[vox-tech] C - passing chars and pointer to chars

[Jeffrey J. Nonken]

On Fri, 2 Jun 2006 11:31:43 -0400
p at dirac.org (Peter Jay Salzman) wrote:

> What I'm getting at is this.  Because all the chars have the same
> width, it doesn't matter WHAT kind of pointer you pass in to a
> function: char, signed char, or unsigned char.  Pointer arithmetic
> just works, and it works because they all have the same width.
> 
> On the other hand, the data is what gets mangled if you don't use the
> correct type:
> 
>    char c = 255;
>    printf("%d", c);
> 
> prints, as expected, -1.  Not 255.
> 
> So it seems to me that if the compiler complains about anything, it
> should complain about passing a different type of char, not a
> different type of char *.

unsigned char c = 255;
signed int i;
signed int j;

signed int someFunction(char * nativeChar)
{
	return(&nativeChar);
}


i = someFunction(*c);
j = c;


(I'm extremely rusty on my c pointer syntax and don't have a book handy,
I'm trying to pass a pointer to "c" and return "c" converted to signed 
integer.

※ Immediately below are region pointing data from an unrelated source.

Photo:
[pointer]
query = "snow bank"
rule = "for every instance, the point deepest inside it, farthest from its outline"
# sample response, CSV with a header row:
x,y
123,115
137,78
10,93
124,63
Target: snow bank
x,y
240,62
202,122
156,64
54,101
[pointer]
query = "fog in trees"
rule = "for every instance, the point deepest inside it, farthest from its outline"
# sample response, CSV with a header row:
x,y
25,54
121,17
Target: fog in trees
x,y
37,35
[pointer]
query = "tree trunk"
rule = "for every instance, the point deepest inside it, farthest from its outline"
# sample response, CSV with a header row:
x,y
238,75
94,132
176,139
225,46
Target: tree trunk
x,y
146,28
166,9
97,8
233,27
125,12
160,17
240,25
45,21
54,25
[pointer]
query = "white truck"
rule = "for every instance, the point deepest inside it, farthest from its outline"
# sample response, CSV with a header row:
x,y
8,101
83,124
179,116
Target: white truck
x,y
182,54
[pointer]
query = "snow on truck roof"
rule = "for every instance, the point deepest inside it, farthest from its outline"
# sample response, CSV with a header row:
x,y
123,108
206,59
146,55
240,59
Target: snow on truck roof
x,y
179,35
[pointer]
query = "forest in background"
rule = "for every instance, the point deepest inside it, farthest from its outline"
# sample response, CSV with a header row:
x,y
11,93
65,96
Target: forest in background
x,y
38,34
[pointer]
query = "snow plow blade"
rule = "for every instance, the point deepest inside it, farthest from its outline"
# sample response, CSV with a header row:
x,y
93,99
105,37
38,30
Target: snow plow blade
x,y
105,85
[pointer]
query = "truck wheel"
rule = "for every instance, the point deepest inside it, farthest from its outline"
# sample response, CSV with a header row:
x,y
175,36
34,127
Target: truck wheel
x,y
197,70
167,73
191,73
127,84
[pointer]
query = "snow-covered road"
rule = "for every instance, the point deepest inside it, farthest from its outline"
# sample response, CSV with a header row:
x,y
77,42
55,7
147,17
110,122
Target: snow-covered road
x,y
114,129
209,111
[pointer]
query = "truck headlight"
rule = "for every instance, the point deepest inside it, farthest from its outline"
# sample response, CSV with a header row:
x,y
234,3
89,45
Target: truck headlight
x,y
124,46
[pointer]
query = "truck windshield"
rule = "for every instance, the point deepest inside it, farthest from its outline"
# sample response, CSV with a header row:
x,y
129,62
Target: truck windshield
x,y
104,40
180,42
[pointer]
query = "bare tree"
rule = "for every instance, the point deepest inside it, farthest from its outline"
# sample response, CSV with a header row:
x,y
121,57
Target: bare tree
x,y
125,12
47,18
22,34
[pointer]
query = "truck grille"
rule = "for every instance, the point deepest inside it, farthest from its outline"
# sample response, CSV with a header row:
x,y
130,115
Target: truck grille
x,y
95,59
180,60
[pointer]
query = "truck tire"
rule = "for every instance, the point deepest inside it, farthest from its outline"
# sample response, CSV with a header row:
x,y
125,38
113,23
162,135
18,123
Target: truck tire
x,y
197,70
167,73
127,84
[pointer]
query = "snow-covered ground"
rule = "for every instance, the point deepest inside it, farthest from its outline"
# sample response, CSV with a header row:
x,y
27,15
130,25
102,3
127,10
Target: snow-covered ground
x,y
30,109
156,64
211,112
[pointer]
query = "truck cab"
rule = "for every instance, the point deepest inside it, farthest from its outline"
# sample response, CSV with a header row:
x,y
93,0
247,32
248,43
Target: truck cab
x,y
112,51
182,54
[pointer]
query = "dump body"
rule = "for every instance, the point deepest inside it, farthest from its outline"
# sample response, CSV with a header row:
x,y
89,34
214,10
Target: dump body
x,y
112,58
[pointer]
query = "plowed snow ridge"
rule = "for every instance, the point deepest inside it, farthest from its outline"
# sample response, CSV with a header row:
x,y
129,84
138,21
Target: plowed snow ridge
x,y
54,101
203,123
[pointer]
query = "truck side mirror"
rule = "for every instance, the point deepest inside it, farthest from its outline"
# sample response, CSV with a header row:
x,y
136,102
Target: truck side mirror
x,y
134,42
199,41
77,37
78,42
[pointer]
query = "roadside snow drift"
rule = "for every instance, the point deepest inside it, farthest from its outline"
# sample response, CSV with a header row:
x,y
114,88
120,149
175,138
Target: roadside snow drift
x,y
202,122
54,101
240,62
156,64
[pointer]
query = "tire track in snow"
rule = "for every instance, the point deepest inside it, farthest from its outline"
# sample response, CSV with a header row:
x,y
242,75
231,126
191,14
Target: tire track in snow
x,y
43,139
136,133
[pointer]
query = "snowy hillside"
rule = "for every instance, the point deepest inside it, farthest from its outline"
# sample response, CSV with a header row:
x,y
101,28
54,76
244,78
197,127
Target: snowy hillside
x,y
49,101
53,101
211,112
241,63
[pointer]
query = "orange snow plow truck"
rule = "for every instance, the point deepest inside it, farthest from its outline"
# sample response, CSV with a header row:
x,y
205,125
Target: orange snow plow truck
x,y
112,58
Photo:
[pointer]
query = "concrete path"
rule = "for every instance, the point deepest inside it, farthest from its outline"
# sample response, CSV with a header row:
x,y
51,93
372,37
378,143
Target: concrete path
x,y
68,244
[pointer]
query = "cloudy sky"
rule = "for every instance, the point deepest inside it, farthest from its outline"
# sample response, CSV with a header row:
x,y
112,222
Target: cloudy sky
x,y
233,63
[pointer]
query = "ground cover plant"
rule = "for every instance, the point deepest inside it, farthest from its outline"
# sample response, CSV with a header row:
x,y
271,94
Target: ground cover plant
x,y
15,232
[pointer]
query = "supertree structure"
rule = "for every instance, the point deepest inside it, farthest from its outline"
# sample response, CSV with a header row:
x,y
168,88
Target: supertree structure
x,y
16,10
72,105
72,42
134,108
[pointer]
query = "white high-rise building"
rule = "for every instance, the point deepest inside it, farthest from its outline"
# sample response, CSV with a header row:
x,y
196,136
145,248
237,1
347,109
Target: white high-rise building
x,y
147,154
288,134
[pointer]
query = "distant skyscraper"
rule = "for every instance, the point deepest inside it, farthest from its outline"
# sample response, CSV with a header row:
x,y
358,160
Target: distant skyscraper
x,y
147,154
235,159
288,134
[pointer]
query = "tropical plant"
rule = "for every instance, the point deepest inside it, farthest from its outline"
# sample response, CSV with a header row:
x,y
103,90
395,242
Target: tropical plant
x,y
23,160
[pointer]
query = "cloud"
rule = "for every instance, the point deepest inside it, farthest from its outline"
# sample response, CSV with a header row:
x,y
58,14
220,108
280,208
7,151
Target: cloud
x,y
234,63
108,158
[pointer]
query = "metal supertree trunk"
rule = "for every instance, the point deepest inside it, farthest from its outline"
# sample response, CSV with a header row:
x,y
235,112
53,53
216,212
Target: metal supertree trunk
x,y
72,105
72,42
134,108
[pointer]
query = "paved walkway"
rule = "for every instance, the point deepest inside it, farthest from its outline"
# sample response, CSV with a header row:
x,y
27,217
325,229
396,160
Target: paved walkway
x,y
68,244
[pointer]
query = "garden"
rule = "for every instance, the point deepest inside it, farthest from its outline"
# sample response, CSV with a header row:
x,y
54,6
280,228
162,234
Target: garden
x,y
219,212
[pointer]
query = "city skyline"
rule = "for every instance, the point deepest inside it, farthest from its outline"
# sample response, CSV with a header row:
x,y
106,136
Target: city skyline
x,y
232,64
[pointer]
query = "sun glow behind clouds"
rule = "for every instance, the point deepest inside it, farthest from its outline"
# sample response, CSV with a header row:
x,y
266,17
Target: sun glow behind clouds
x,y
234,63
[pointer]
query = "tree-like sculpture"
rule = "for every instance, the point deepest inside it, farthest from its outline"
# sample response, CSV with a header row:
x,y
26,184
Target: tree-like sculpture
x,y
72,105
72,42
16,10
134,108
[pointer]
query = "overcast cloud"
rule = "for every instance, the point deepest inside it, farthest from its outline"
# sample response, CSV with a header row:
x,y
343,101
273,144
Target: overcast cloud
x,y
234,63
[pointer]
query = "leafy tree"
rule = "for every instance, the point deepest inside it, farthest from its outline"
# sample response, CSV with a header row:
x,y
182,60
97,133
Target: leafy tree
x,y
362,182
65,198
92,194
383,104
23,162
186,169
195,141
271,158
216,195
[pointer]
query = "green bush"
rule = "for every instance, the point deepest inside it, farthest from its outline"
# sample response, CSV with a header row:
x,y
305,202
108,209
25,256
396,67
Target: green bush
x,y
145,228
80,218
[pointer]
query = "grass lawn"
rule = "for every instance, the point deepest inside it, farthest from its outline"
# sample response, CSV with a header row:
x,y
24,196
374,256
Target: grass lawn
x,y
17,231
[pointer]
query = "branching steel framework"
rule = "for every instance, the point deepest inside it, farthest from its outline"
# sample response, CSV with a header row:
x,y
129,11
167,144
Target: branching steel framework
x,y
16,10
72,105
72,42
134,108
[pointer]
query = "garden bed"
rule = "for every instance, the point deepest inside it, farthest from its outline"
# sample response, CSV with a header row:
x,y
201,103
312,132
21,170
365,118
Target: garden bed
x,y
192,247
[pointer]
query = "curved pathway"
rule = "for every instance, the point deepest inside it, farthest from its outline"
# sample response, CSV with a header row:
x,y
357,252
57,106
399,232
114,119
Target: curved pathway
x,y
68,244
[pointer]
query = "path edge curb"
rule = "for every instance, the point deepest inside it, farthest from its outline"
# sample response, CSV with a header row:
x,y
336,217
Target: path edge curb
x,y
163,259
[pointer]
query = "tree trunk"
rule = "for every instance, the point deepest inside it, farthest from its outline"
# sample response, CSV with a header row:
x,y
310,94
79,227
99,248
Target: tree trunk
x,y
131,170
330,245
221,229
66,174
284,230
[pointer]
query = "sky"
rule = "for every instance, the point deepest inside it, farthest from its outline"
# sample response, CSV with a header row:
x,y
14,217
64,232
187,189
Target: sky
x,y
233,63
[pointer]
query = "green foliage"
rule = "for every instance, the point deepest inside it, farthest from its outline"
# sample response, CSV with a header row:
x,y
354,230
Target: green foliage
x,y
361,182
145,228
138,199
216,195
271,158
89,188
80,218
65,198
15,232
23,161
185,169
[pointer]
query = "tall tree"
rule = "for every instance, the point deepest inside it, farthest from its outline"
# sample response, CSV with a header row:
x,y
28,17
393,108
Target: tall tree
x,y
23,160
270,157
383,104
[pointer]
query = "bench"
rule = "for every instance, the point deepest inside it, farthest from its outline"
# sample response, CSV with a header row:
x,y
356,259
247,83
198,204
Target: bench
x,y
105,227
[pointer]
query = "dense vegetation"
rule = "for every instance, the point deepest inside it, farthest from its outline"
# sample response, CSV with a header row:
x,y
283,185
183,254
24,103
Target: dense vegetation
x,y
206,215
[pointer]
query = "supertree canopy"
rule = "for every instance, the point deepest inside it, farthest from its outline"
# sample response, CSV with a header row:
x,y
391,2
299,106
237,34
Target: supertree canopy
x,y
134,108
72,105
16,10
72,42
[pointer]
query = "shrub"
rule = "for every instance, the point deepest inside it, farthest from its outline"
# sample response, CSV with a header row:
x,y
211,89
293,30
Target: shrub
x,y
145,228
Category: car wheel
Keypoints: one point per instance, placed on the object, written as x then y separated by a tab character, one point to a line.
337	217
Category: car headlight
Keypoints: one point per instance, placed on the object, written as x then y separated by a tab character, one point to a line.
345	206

I hope I didn't screw that up too badly.) Assume for the
moment the compilers don't complain about the different pointer types.

Compiler #1 treats native char type as unsigned.
Compiler #2 treats native char type as signed.

When you switch from compiler #1 to compiler #2:
What happens to the value of i?
What happens to the value of j?